For its part the AHCA/NCAL has proposed the Care For Our Seniors Act.

The comprehensive reform package, designed to support better pandemic management and strengthen the overall care in the nation's nursing homes has four main reform principles with policy proposals in each of the key areas including:

Clinical: Enhance the quality of care in nursing homes by developing clearer standards for infection preventionists, requiring that each nursing home have a registered nurse on-staff, 24 hours per day, and requiring a minimum 30-day supply of personal protective equipment in all nursing homes.

Oversight: Implement improvements establishing a more resident-driven system by developing an effective oversight system and processes that support better care and protect residents. This would include implementing a process to help turn around or close facilities that are chronic poor performers and adding customer satisfaction to the government's five-star rating system to help monitor the quality of a facility for family members and guide consumer choice.

Structural: Modernize nursing homes by conducting a national study on how to shift to more private rooms, which promote resident privacy, autonomy and dignity, as well as support infection control best practices.

Workforce: Strengthen and support our frontline caregivers by implementing a multi-phase tiered approach to attract, retain and develop more long term care professionals leveraging federal, state and academic institutions.

"This will address the longstanding challenges that have impacted the nursing home industry for years, long before COVID-19 brought them to the forefront," said Melissa Samuel, executive director of the Health Care Association of Michigan.

Help For The Future

Workforce shortages, for example, plagued nursing homes long before COVID-19 hit the U.S., but the pandemic worsened these shortages and left available workers stretched thin.

"We had a situation in the beginning where a nurse just up and quit. She was scared. She didn't know anything about the virus and she was worried about her family," Perry said, all of which was understandable at the time.

But others remained and the unprecedented challenges and traumatic experience of the past year have taken a heavy toll on caregivers, leading to considerable burnout among staff. Industry leaders are concerned that the profession will see a mass exodus of workers.

Outlined in the reform package proposed by the AHCA/NCAL are several solutions that will help to create a strong long-term care workforce for the future such as:

  • Providing student loan forgiveness for licensed health care professionals who are new graduates and work in long-term care.

  • Develop assistance programs for caregivers like affordable housing, housing down payments and childcare.

  • Provide career ladder scholarships that would encourage staff to advance their career by becoming a registered nurse or other positions in aging services.

  • Provide funding for universities who have shown graduation rates with direct correlation to long-term care hires.

  • Pass common sense immigration reform that increases opportunities for foreign-born individuals to work in the long-term care profession. Expand the ability for international nurses to come to the United States.
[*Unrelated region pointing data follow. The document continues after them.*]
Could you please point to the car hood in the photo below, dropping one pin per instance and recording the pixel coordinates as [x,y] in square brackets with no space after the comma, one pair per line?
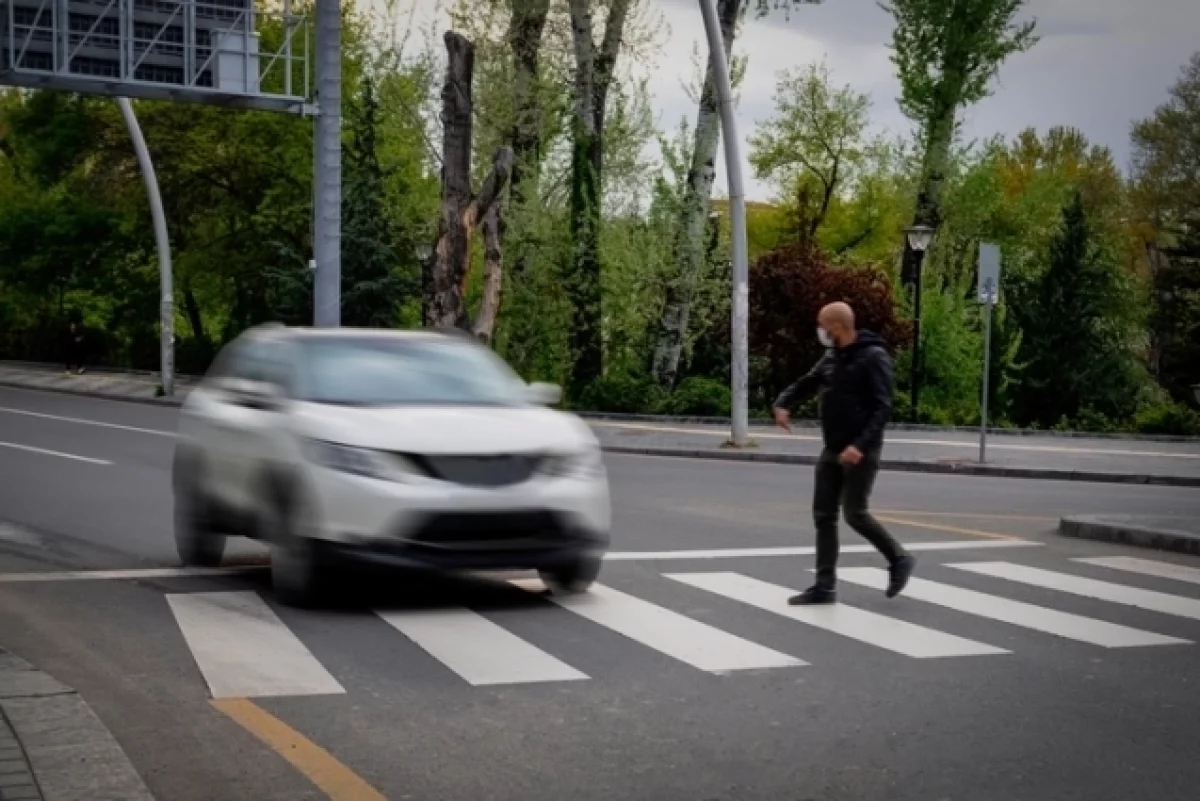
[447,429]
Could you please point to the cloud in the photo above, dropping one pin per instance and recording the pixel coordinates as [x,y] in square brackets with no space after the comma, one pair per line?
[1099,66]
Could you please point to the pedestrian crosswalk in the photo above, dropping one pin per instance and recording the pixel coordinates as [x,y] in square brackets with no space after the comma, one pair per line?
[244,648]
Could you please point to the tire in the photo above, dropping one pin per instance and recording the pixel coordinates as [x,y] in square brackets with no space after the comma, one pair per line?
[298,562]
[574,578]
[196,541]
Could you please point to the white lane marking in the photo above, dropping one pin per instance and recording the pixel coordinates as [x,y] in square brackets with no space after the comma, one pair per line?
[1146,567]
[83,421]
[1027,615]
[1162,602]
[43,451]
[905,440]
[682,638]
[856,624]
[21,536]
[118,574]
[477,649]
[244,650]
[808,550]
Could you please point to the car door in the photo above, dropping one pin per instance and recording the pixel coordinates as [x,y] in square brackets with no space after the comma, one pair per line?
[262,428]
[228,420]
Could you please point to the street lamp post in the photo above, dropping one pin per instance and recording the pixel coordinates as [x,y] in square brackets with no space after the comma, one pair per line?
[425,258]
[919,239]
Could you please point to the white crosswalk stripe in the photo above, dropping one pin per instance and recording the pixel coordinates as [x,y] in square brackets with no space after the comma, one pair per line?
[856,624]
[679,637]
[244,650]
[1077,627]
[1146,567]
[478,649]
[1089,588]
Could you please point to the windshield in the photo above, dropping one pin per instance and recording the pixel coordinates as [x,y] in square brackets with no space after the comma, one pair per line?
[378,372]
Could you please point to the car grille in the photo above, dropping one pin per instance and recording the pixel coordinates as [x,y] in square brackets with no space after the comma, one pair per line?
[501,470]
[491,528]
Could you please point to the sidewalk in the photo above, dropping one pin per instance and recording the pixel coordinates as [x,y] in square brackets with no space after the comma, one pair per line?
[52,745]
[1143,461]
[94,383]
[1180,535]
[1176,463]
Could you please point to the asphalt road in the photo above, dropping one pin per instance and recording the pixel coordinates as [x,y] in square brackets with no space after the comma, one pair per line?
[681,687]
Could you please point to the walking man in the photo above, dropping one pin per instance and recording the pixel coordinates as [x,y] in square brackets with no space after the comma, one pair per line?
[855,384]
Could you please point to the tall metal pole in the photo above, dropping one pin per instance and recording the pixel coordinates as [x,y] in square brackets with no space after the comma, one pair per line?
[166,284]
[987,378]
[739,369]
[915,369]
[327,235]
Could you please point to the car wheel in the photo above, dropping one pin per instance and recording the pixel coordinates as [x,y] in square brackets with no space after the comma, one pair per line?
[298,568]
[196,541]
[573,578]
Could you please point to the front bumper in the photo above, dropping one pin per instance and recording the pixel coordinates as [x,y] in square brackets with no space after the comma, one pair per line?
[538,524]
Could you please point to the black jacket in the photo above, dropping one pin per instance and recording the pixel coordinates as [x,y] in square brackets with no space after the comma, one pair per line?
[856,393]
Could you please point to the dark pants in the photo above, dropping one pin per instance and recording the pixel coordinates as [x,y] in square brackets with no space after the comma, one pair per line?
[849,488]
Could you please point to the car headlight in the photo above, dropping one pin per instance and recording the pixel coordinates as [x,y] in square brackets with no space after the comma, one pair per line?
[582,464]
[355,461]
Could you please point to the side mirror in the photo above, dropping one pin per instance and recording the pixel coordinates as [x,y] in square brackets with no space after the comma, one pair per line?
[544,395]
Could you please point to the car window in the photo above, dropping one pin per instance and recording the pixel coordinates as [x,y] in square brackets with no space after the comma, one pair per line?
[379,372]
[256,360]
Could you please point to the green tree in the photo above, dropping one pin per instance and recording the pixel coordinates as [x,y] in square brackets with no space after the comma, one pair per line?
[1167,173]
[1080,335]
[947,53]
[373,283]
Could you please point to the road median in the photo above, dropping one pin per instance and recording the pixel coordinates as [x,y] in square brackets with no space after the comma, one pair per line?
[1165,463]
[1173,534]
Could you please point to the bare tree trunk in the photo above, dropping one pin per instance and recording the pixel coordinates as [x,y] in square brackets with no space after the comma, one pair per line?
[461,211]
[689,247]
[593,76]
[493,272]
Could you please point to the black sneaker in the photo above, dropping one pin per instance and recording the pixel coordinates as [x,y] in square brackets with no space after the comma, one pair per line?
[900,573]
[813,596]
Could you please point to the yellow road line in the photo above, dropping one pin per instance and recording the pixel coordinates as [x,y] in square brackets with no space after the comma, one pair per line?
[941,527]
[334,778]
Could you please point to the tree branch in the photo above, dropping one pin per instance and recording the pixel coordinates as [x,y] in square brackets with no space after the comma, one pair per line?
[489,193]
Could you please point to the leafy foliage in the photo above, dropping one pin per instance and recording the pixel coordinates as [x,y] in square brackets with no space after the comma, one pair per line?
[787,289]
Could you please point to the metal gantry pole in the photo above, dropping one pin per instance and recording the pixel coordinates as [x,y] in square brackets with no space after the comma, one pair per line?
[327,235]
[987,379]
[167,287]
[739,369]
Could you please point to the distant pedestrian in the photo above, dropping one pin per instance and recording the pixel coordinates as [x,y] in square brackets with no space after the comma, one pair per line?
[75,348]
[855,383]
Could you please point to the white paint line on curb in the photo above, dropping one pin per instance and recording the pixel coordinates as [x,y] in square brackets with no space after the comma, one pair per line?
[60,455]
[82,421]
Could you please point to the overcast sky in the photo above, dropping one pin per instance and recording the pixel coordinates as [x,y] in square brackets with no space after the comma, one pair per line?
[1099,66]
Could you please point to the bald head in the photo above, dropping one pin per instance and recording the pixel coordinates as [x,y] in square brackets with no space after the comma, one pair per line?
[838,319]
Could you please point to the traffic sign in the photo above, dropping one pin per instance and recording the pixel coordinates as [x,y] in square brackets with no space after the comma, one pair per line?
[989,273]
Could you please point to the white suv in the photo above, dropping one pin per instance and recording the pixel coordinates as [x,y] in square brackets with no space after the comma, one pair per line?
[412,449]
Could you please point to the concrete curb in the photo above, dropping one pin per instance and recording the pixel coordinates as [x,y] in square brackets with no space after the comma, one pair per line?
[955,469]
[1129,534]
[958,468]
[70,753]
[177,401]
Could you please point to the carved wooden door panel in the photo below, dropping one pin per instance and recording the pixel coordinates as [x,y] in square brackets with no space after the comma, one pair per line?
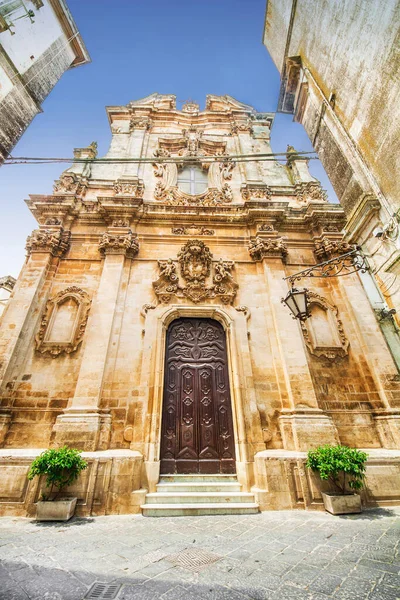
[197,427]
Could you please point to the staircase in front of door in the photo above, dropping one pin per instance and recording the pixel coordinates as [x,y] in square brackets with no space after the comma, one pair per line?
[194,495]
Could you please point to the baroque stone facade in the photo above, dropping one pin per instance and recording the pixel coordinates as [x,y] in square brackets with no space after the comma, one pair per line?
[123,251]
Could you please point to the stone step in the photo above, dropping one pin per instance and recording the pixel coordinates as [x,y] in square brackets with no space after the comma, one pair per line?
[198,478]
[202,486]
[194,510]
[198,497]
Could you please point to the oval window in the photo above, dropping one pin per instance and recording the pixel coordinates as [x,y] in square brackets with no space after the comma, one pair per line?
[192,180]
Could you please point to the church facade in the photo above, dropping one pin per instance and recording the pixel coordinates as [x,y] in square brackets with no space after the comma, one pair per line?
[147,329]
"It's difficult work. It's challenging work with long hours. It's definitely a calling to come and do this type of work but it's also rewarding,' Samuel said.
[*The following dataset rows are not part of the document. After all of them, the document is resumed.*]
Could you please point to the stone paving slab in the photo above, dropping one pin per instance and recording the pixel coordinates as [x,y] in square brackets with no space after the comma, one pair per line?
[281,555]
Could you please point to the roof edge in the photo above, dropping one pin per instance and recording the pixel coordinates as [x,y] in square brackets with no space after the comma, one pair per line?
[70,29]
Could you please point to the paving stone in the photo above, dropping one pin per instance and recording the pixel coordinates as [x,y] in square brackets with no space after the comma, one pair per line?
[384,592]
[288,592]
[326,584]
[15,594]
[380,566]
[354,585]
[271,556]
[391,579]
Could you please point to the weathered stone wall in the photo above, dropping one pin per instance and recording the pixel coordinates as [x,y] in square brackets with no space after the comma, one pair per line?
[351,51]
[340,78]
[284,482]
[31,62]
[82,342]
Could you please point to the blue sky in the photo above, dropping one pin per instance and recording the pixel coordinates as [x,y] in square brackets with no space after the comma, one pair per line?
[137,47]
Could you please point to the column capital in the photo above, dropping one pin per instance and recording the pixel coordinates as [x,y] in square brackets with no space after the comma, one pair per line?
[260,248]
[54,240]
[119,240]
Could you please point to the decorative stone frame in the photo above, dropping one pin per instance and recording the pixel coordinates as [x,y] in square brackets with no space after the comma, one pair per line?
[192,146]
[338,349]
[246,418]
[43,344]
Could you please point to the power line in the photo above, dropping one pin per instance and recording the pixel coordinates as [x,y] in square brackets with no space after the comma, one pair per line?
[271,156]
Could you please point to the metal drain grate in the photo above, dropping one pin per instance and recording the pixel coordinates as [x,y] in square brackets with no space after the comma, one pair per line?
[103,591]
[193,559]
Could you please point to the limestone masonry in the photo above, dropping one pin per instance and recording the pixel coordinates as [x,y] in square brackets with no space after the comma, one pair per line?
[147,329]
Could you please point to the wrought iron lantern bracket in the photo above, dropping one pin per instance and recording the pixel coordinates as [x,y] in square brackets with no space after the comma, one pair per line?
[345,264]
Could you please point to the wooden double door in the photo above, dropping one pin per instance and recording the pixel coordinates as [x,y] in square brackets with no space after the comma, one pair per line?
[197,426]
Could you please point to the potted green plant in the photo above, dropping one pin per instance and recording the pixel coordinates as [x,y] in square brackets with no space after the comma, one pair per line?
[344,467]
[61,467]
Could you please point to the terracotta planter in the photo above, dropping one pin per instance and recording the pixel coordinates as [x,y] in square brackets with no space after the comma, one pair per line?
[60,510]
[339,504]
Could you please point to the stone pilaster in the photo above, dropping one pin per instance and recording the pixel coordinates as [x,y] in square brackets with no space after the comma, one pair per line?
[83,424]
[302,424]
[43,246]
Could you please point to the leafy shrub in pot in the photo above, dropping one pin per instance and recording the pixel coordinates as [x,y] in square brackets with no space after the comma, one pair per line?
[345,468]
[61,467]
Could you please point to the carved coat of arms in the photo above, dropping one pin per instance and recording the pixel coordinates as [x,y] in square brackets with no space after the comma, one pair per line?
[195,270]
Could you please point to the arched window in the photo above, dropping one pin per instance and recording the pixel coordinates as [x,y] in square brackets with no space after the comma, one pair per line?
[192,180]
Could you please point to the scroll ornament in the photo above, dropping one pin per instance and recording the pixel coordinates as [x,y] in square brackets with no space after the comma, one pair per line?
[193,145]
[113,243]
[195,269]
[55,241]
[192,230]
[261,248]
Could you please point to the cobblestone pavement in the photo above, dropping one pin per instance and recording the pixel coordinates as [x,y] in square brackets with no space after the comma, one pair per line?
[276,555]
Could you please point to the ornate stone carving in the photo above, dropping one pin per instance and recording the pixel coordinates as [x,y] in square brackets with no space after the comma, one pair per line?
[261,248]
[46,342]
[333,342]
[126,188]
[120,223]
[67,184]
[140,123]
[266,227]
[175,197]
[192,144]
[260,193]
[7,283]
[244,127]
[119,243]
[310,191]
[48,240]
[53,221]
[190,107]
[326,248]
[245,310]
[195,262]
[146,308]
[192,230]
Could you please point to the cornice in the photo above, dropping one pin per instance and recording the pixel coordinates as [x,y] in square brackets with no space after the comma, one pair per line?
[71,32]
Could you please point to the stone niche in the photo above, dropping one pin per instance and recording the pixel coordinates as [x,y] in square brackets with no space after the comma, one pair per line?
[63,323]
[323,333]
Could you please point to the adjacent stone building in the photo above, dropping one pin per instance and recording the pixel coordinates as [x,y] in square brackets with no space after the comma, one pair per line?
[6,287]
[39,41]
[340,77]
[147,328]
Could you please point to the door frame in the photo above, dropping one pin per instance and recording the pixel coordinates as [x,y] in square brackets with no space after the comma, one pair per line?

Evans admits it has been a tough year for his staff.

Many of them went beyond the call of duty during the worst days of the pandemic, but they all remain dedicated to the facility and the people they have come to love as family.

“Many of our residents have lost so much, by having to leave a job they loved or a home they owned, and move into one room knowing that it may be their last home,” he said. “It’s an honor to be able to make a life worth living for them.”